The Chargers and Rams are still looking for love in Los Angeles
There isn’t going to be a lot of professional football in Los Angeles over the next couple of months.
The Los Angeles Chargers, courtesy of a strangely skewed schedule, will play just once at Dignity Health Sports Park between now and Dec. 15. Across town, the Los Angeles Rams are also prepping for a lengthy burst of road action and won’t be seen again in the Memorial Coliseum until Week 11, on Nov. 17.
And the effect of these absences will be … what, exactly?
Football in L.A. is in a strange place. The city went from having no team for two decades to a pair of them that are both still trying to find full support. On Sunday, both of L.A’s NFL stadiums were essentially taken over by rival fans.
At lunchtime on the West Coast, the Rams saw red against the San Francisco 49ers: a blanket of red. A combination of the Rams’ loss of form just months after reaching the Super Bowl and the 49ers’ surprisingly superb start to the season energized one fan base and seemingly persuaded the other to stay at home.
“It turned into a home game pretty quickly,” 49ers quarterback Jimmy Garoppolo said of Sunday’s tilt. “It was a lot of red out there.”
A lot of red, indeed. And a lot of yellow and black down in Carson, Calif., where the Chargers faithful (the lack of said faithful being a longstanding running joke among NFL enthusiasts) were heavily outnumbered by Pittsburgh Steelers loyalists.
“This is pretty bad,” Chargers running back Melvin Gordon said. “We know (Steelers fans) travel well. We kind of expected that. You could see from pregame what kind of game it was going to be; just flooded with their fans. Usually, it’s more blue. Today it was more black than anything ... with yellow towels.”
There are good reasons why hordes of people love to live in L.A. and just as many why people like to visit. In football, it has become a destination city. For many NFL fans, the release of the schedule each season is a prompt to pore over the list and identify one road game to plan for.
There are worse places to spend a weekend in than Los Angeles, and a whole bunch of non-football activities to partake in when you arrive. There are also plenty of fans of other teams already living in the area, as that’s what happens when you’re not only home to so many transplants, but when your previously-established teams cut and run and leave a 20-year void.
It used to happen with San Diego, too, where the idea of a visit to one of the most scenic cities in the U.S. combined with warm-weather football held significant appeal. Orange County Register columnist Steve Fryer predicted what happened to the Chargers a full four years ago, after a Steelers road game in Qualcomm Stadium.
“If you wondered what a Chargers home football game would look like in Los Angeles, you got a perfect preview Monday,” Fryer wrote then. “Qualcomm Stadium was at least 60 percent filled by Pittsburgh Steelers fans.
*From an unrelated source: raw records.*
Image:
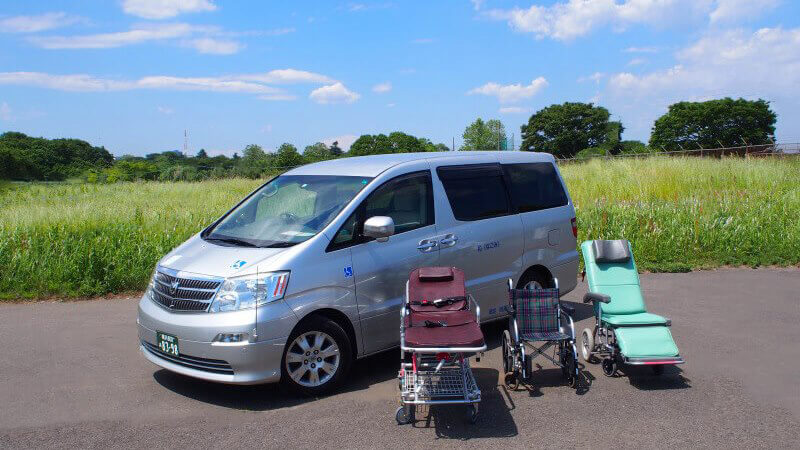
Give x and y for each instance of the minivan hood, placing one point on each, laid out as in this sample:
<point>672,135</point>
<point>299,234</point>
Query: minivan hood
<point>204,258</point>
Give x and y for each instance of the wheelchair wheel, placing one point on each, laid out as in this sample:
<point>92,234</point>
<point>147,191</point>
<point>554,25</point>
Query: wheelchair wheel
<point>609,367</point>
<point>587,345</point>
<point>403,416</point>
<point>472,413</point>
<point>511,381</point>
<point>508,354</point>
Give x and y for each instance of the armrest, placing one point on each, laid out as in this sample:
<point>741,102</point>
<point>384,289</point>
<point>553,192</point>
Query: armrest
<point>595,297</point>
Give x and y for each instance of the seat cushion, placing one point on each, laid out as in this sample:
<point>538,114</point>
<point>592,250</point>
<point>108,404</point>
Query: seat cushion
<point>646,342</point>
<point>634,319</point>
<point>547,336</point>
<point>461,330</point>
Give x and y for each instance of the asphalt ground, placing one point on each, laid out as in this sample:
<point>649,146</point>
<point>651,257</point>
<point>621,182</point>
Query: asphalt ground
<point>71,376</point>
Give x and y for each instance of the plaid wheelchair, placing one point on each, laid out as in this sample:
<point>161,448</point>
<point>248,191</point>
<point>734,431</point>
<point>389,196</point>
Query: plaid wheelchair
<point>537,317</point>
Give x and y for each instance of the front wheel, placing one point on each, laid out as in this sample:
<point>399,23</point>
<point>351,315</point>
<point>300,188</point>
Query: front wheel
<point>317,357</point>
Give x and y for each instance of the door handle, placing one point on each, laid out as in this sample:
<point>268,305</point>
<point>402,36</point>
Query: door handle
<point>426,245</point>
<point>449,240</point>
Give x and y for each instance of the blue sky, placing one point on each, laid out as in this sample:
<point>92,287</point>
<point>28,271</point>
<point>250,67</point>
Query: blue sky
<point>133,74</point>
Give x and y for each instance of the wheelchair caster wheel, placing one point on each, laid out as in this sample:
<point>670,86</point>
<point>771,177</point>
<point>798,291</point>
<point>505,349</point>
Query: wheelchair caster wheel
<point>472,414</point>
<point>404,417</point>
<point>609,367</point>
<point>511,381</point>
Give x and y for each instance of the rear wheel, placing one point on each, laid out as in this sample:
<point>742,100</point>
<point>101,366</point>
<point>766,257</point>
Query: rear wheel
<point>317,357</point>
<point>587,345</point>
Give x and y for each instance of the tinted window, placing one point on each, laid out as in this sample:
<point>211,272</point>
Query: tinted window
<point>535,186</point>
<point>475,191</point>
<point>408,200</point>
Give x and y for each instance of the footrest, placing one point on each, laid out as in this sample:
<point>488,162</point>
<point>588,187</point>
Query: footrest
<point>646,342</point>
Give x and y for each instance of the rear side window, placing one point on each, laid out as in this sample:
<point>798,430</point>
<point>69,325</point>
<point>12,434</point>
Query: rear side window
<point>535,186</point>
<point>475,191</point>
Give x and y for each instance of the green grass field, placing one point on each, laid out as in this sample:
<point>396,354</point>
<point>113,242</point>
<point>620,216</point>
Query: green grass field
<point>76,240</point>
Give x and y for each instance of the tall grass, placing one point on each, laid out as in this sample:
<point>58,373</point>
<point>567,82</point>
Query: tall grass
<point>679,214</point>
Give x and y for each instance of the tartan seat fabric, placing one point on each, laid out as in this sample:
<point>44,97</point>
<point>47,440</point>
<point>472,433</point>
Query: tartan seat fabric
<point>549,336</point>
<point>537,312</point>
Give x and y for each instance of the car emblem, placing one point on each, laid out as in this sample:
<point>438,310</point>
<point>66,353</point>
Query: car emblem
<point>173,288</point>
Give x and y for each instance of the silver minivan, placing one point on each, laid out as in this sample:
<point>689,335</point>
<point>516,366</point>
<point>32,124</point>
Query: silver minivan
<point>308,272</point>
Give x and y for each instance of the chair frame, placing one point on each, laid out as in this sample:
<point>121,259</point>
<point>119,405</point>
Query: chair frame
<point>523,361</point>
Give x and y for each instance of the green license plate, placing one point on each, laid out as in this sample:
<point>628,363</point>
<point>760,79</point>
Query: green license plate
<point>167,343</point>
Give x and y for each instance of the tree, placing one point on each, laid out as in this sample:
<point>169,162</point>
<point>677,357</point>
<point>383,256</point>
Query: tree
<point>335,150</point>
<point>287,157</point>
<point>566,129</point>
<point>714,123</point>
<point>480,135</point>
<point>317,152</point>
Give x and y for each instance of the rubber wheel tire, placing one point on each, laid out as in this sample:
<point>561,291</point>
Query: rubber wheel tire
<point>508,358</point>
<point>472,414</point>
<point>335,331</point>
<point>609,367</point>
<point>511,381</point>
<point>587,345</point>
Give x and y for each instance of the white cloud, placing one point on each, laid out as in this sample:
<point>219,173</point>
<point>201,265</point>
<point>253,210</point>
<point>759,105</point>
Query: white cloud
<point>382,88</point>
<point>764,63</point>
<point>514,110</point>
<point>5,112</point>
<point>88,83</point>
<point>333,93</point>
<point>164,9</point>
<point>567,20</point>
<point>597,77</point>
<point>641,50</point>
<point>213,46</point>
<point>736,10</point>
<point>33,24</point>
<point>139,34</point>
<point>344,141</point>
<point>288,76</point>
<point>510,93</point>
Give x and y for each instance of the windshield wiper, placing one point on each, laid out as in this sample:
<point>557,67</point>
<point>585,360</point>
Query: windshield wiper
<point>280,244</point>
<point>233,241</point>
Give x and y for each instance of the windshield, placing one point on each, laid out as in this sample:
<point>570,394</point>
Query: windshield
<point>286,211</point>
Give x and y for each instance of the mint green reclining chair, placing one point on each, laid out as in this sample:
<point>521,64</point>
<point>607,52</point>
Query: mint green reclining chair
<point>624,332</point>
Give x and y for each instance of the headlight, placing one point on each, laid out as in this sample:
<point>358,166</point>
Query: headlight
<point>250,290</point>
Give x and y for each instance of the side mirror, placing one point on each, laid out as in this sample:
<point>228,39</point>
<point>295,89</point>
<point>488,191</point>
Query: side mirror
<point>379,227</point>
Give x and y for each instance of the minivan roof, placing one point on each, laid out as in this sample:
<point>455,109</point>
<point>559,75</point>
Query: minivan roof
<point>373,165</point>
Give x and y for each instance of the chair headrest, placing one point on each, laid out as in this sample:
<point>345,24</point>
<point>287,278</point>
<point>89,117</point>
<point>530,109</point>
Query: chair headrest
<point>616,251</point>
<point>435,274</point>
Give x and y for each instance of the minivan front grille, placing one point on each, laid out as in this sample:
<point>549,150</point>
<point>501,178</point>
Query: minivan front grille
<point>183,294</point>
<point>192,362</point>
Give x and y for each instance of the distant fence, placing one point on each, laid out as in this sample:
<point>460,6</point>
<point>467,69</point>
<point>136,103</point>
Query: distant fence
<point>749,151</point>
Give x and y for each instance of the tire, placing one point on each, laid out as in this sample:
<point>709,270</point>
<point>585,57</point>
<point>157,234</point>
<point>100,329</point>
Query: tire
<point>305,368</point>
<point>609,367</point>
<point>472,414</point>
<point>587,345</point>
<point>508,357</point>
<point>404,417</point>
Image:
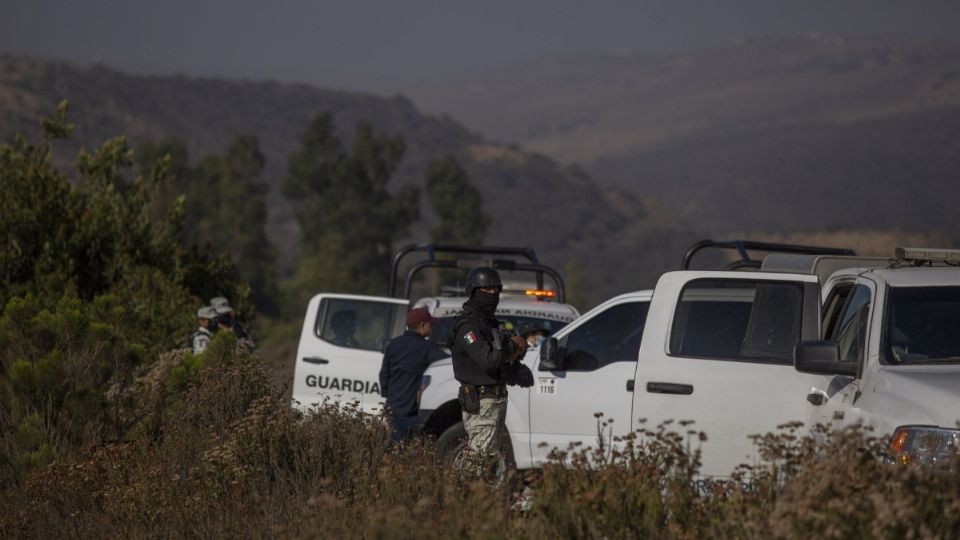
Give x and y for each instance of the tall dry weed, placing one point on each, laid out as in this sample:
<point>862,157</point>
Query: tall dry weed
<point>232,459</point>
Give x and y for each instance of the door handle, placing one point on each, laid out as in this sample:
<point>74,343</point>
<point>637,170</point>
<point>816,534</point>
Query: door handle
<point>670,388</point>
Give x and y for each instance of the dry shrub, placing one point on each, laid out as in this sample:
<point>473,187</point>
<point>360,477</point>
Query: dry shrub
<point>232,459</point>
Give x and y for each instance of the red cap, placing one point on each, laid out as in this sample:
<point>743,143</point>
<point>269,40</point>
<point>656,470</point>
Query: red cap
<point>418,315</point>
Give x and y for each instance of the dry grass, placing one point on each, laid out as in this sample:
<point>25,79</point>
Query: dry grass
<point>229,458</point>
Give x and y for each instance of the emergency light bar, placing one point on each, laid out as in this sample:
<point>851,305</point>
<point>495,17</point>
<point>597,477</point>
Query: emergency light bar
<point>928,254</point>
<point>541,293</point>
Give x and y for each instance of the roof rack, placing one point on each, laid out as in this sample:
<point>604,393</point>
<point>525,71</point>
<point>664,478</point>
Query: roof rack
<point>743,247</point>
<point>432,250</point>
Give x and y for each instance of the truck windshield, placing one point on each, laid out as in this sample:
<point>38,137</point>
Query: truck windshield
<point>441,330</point>
<point>922,325</point>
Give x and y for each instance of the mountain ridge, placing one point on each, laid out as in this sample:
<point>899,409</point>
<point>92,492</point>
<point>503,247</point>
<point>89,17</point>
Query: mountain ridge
<point>556,208</point>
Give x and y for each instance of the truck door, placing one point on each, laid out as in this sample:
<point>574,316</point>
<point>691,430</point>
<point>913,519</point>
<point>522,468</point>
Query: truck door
<point>341,349</point>
<point>718,350</point>
<point>599,359</point>
<point>846,320</point>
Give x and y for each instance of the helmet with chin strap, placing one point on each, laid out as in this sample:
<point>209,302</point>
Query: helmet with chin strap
<point>482,277</point>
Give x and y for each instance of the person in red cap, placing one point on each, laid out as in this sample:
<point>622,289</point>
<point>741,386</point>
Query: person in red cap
<point>404,362</point>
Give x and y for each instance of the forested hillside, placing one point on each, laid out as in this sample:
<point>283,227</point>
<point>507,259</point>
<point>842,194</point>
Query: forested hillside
<point>766,134</point>
<point>620,239</point>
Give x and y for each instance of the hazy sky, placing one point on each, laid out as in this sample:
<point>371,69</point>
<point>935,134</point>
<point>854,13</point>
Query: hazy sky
<point>390,45</point>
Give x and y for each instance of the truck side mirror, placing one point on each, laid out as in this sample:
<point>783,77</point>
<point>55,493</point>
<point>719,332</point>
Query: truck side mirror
<point>551,358</point>
<point>821,357</point>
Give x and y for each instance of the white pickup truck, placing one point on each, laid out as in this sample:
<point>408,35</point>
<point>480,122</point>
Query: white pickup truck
<point>344,335</point>
<point>715,347</point>
<point>889,353</point>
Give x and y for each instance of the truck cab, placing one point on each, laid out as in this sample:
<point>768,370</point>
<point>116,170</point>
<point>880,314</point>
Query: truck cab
<point>889,353</point>
<point>343,336</point>
<point>715,347</point>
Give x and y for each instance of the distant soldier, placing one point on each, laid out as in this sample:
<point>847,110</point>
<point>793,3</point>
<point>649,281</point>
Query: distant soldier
<point>226,321</point>
<point>206,319</point>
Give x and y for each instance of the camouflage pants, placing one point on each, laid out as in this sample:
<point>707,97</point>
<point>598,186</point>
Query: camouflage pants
<point>485,428</point>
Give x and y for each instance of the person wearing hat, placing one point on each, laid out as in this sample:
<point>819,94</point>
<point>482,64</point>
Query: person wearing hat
<point>206,317</point>
<point>406,358</point>
<point>226,321</point>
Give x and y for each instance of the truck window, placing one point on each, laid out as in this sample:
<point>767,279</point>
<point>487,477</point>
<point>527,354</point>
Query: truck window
<point>612,336</point>
<point>851,329</point>
<point>921,325</point>
<point>834,306</point>
<point>737,319</point>
<point>359,324</point>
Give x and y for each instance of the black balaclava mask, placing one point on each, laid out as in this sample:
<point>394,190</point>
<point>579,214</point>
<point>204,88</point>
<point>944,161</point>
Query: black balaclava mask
<point>485,303</point>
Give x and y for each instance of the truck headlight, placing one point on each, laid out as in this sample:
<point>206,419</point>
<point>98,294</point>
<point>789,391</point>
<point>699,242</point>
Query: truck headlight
<point>926,445</point>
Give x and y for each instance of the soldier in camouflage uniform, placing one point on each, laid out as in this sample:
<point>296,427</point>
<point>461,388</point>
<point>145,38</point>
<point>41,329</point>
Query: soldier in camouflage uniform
<point>206,320</point>
<point>483,362</point>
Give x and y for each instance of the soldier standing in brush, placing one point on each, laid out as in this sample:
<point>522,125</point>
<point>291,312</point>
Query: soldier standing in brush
<point>483,359</point>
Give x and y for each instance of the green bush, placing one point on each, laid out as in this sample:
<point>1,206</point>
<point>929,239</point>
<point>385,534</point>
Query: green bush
<point>94,285</point>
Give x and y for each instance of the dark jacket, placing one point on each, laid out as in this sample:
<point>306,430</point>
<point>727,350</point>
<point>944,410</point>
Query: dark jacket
<point>404,362</point>
<point>477,360</point>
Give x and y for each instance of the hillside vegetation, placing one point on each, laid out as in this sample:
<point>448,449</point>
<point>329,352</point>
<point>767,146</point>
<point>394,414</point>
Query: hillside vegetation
<point>767,134</point>
<point>621,240</point>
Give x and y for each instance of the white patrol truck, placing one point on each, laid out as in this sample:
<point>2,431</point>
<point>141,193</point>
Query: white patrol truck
<point>888,355</point>
<point>712,346</point>
<point>343,337</point>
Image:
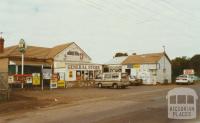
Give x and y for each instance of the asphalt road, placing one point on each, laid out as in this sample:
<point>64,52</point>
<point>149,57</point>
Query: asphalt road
<point>146,105</point>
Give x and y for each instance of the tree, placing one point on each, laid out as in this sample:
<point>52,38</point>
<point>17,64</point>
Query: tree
<point>119,54</point>
<point>178,65</point>
<point>195,64</point>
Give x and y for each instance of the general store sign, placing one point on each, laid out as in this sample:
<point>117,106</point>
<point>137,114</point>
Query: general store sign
<point>85,67</point>
<point>188,71</point>
<point>136,66</point>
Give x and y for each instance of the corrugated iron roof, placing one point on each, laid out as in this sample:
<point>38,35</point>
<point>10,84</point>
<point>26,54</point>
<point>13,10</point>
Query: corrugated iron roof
<point>116,60</point>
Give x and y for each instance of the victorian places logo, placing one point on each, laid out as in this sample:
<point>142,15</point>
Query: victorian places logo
<point>182,103</point>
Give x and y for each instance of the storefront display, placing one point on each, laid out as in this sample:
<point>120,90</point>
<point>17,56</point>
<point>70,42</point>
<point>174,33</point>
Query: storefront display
<point>78,72</point>
<point>36,78</point>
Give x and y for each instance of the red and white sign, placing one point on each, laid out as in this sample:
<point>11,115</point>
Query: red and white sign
<point>188,71</point>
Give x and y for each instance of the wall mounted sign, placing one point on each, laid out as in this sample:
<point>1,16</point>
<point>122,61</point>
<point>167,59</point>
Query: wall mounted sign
<point>85,67</point>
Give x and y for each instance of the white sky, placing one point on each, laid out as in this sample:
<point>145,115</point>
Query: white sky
<point>104,27</point>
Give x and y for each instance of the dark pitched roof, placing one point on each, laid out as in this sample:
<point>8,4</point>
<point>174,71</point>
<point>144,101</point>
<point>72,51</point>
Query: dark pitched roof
<point>34,51</point>
<point>144,58</point>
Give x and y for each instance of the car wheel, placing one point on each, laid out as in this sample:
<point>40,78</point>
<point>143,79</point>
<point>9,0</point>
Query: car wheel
<point>100,85</point>
<point>115,86</point>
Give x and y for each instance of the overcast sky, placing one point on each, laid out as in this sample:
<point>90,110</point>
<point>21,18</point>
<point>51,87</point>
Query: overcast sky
<point>104,27</point>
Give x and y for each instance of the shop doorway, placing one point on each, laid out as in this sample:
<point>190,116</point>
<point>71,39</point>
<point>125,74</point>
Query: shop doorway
<point>128,71</point>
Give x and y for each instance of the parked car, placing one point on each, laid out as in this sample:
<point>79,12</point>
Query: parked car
<point>133,80</point>
<point>185,79</point>
<point>115,80</point>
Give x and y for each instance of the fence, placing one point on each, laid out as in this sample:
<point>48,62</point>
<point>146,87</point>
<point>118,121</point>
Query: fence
<point>4,88</point>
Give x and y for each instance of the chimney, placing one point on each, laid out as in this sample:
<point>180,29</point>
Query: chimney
<point>134,54</point>
<point>1,44</point>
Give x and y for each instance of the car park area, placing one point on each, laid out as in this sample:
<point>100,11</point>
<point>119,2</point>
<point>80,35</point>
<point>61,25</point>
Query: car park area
<point>100,105</point>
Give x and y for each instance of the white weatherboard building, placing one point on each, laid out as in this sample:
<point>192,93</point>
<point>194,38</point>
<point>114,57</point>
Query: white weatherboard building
<point>73,64</point>
<point>151,68</point>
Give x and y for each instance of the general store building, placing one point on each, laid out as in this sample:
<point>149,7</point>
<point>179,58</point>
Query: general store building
<point>69,60</point>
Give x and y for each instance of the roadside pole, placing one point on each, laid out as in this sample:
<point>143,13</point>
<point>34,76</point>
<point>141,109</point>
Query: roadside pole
<point>22,85</point>
<point>22,49</point>
<point>42,79</point>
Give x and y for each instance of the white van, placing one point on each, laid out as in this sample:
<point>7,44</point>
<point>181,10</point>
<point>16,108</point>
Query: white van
<point>185,79</point>
<point>115,80</point>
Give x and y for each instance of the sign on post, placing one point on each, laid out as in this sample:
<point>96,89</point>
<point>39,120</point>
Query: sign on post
<point>188,71</point>
<point>36,79</point>
<point>46,73</point>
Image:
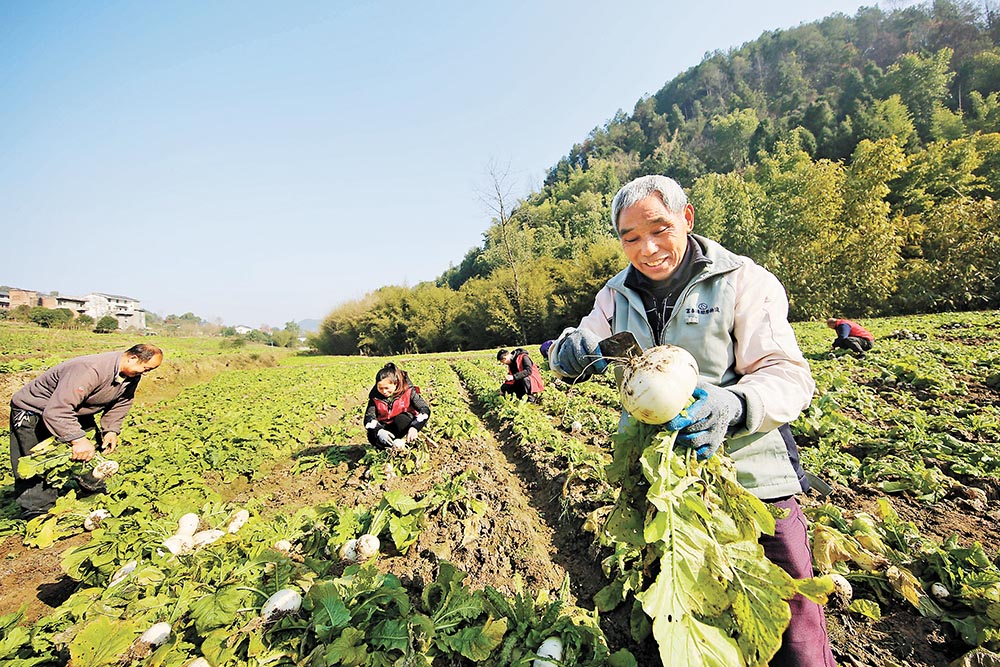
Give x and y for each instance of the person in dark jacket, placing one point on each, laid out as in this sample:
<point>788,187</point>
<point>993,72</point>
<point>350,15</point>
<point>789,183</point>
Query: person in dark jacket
<point>62,402</point>
<point>851,336</point>
<point>396,411</point>
<point>523,377</point>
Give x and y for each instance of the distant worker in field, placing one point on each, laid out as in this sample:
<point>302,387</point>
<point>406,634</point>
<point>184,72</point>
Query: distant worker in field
<point>396,411</point>
<point>523,377</point>
<point>731,314</point>
<point>851,336</point>
<point>62,402</point>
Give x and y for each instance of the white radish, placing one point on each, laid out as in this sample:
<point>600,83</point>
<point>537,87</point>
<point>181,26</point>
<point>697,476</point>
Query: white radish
<point>155,636</point>
<point>95,519</point>
<point>179,544</point>
<point>842,588</point>
<point>188,524</point>
<point>238,521</point>
<point>284,602</point>
<point>105,469</point>
<point>367,547</point>
<point>657,385</point>
<point>550,648</point>
<point>206,537</point>
<point>349,552</point>
<point>940,591</point>
<point>125,570</point>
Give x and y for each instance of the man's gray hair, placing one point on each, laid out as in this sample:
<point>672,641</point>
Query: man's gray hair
<point>638,189</point>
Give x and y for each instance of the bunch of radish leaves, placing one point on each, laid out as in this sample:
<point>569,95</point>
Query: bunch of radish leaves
<point>685,534</point>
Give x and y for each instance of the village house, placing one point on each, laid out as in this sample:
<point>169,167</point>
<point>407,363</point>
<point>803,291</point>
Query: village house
<point>126,310</point>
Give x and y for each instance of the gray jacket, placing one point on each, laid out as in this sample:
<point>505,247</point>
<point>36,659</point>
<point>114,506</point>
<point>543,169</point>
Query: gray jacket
<point>77,388</point>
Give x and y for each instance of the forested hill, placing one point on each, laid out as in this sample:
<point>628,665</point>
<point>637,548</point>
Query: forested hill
<point>857,158</point>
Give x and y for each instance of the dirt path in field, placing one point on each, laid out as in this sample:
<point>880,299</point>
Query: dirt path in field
<point>33,579</point>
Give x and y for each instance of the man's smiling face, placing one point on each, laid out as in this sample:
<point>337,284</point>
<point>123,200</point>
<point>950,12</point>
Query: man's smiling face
<point>654,238</point>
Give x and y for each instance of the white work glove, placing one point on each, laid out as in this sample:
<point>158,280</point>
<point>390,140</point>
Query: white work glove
<point>715,413</point>
<point>579,354</point>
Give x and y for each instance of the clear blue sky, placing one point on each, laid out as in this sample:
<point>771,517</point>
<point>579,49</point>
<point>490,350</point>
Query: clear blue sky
<point>258,162</point>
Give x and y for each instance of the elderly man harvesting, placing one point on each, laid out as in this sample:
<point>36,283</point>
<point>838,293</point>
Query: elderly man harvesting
<point>732,315</point>
<point>62,402</point>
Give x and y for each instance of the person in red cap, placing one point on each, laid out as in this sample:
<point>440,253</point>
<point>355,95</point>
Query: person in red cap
<point>523,377</point>
<point>851,336</point>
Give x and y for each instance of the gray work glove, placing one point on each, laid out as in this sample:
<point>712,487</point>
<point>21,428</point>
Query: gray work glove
<point>715,413</point>
<point>579,354</point>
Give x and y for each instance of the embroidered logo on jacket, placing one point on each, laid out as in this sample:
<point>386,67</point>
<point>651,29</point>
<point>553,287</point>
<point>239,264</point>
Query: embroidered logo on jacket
<point>702,309</point>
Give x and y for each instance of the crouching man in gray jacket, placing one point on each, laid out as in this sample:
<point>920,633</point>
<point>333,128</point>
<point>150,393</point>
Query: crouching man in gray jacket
<point>62,402</point>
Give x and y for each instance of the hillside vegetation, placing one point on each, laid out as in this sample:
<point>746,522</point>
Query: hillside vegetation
<point>857,158</point>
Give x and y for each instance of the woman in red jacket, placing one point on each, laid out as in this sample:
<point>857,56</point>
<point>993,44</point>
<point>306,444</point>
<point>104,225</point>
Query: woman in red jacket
<point>396,411</point>
<point>851,336</point>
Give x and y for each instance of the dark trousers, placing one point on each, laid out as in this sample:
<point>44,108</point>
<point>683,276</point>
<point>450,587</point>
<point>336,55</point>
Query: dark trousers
<point>854,344</point>
<point>399,426</point>
<point>34,495</point>
<point>519,388</point>
<point>805,643</point>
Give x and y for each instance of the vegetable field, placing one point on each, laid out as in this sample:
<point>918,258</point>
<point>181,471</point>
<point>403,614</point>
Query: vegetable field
<point>489,526</point>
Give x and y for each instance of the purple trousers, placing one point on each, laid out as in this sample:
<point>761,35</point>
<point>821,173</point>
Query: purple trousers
<point>804,643</point>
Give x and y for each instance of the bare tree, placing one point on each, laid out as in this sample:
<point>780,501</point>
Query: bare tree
<point>499,201</point>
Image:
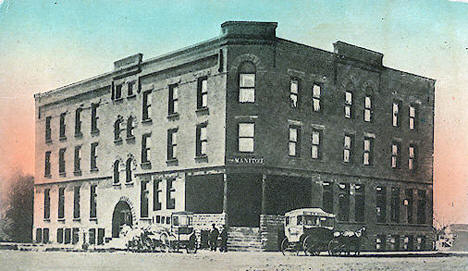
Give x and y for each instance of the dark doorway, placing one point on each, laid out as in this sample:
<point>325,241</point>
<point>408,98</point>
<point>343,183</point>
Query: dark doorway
<point>122,215</point>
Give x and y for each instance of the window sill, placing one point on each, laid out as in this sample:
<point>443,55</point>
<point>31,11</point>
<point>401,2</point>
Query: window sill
<point>173,116</point>
<point>146,165</point>
<point>147,121</point>
<point>172,162</point>
<point>201,158</point>
<point>202,111</point>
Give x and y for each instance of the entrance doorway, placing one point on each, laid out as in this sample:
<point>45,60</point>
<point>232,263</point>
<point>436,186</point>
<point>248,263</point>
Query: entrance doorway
<point>122,216</point>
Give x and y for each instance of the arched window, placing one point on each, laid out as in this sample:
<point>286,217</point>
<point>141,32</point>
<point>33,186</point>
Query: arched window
<point>116,172</point>
<point>130,127</point>
<point>247,82</point>
<point>128,169</point>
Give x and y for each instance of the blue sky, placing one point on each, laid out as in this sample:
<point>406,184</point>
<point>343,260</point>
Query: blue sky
<point>48,44</point>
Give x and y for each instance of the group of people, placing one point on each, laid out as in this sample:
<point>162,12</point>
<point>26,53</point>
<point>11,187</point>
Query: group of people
<point>213,238</point>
It would be closer to 90 percent Steelers fans if that game had been in L.A.”
Both the Rams and Chargers have thus found it difficult to engage their core fans amid that crowd ... and for now at least, it seems that L.A. football’s neat little window in the sun was nothing more than fleeting. Last season produced a combined record of 25-7 and some outstanding football from both teams. The Chargers ended the regular season tied for the best record in the AFC, only to be denied a home playoff game by the emergence of Patrick Mahomes and the corresponding excellence of the Kansas City Chiefs.
The Rams went all the way to the biggest game of all and the city responded to them — sort of. The Coliseum was a happy home hunting ground, but the Super Bowl in Atlanta saw Rams fans heavily outnumbered by New England Patriots supporters, just as the Patriots had been overwhelmed by the Philadelphia Eagles fan base a year prior.
It was enough of a challenge to drum up support when the teams were excellent. It’s that much harder now that they’re struggling. The Chargers followed up a loss to the 0-4 Denver Broncos with another to a 1-4 Steelers team playing third-string quarterback Devlin Hodges — an undrafted rookie making his first-ever NFL start. “Disgusting,” a sportswriter friend who bleeds Charger blue texted me from the game ... it wasn’t quite clear whether he was talking about the team’s performance on the field or the crowd makeup in the stands.
The Rams, meanwhile, have lost three straight and have slid rapidly from being one of the best teams in the NFC to the third-best in the NFC West.
For both teams, hopes of reigniting fan support with a series of rousing home wins are now virtually nil. Having completed their fourth home game on Sunday, the Chargers will be kept away from “home” thanks to a bye, a Mexico City game and a string of road trips. The Rams will also be absent, in part due to a bye week and a “home” game in London.
Before long, the Rams and Chargers will be sharing an arena: the gleaming SoFi Stadium in Inglewood. For now, they must share a city — not just with each other, but with whatever team happens to be coming to town that week.